On Monday night, I attended a 16mm screening of The Spanish Earth, the 1937 propaganda documentary by Joris Ivens, with narration written by Ernest Hemingway and recorded by Orson Welles. It was a film designed to win support for the Republican cause and the Abraham Lincoln Battallion internationally, particularly in America. FDR and Eleanor Roosevelt invited it to screen at the White House. The power of the film rests in its photography, which is less impressive in crap quality on YouTube than projected from a quite nice 16mm print, but which feels both artful and immiedate. Ivens, a friend of Sergei Eisenstein, uses the principles of montage to fabricate a coherent narrative from the footage, with the help of some extraordinary editing by his collaborator and wife at the time, Helen van Dongen. The structuring narratives of the film are the tilling of a field and building of an irrigation system, and the effort to stop Franco’s advance in Madrid, which was still held by the Republicans at that stage of the war. In its final sequence, the film cuts between shots of soldiers victoriously fending off an attempt by the Nationalists to take a bridge outside the city and shots of water streaming into the field. The Spanish Earth ready to fight, ready to deliver its natural bounties through the hard work of the people.

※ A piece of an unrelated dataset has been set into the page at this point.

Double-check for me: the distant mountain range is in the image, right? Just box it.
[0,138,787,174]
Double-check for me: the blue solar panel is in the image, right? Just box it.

Watching The Spanish Earth was a rousing experience, a testament to its craft as propaganda, but also disconcerting. It exists now as historical document. Its purpose, to drive support for the war, a faded memory. The Republicans lost the war. Why should this be rousing? I thought, during the film, of the scene in Oppenheimer when Kitty tells Robert about her first ex-husband, the one who lost his job and started peddling The Daily Worker before heading off to Spain to end up with a bullet lodged in his skull the first time he popped his head out of a trench. He died, she says, for nothing. “The Spanish Republic isn’t nothing,” Robert responds. I think about that scene a lot, and that line specifically. In that moment, Robert and Kitty are having a disagreement about the theoretical and the practical. The idea of a republic and the reality of a bullet through the head. The film is about the marriage of the theoretical and practical into something real and therefore uncontrollable, and perhaps this would have described the Spanish Republic had it succeeded. Indeed, reality was the opposite. The forces of fascism and authoritarianism won, and the Spanish Civil War became a preview of sorts for WWII. Reading that scene in Oppenheimer as meta-text about the larger themes of the film is right and reasonable, but that line, “The Spanish Republic isn’t nothing,” it sits with me, because in its very construction it acts as a rebuke easy dismissal of the theoretical. In fact, the Republic was not theoretical. It was a very real government structure that was violently overthrown by a military elite.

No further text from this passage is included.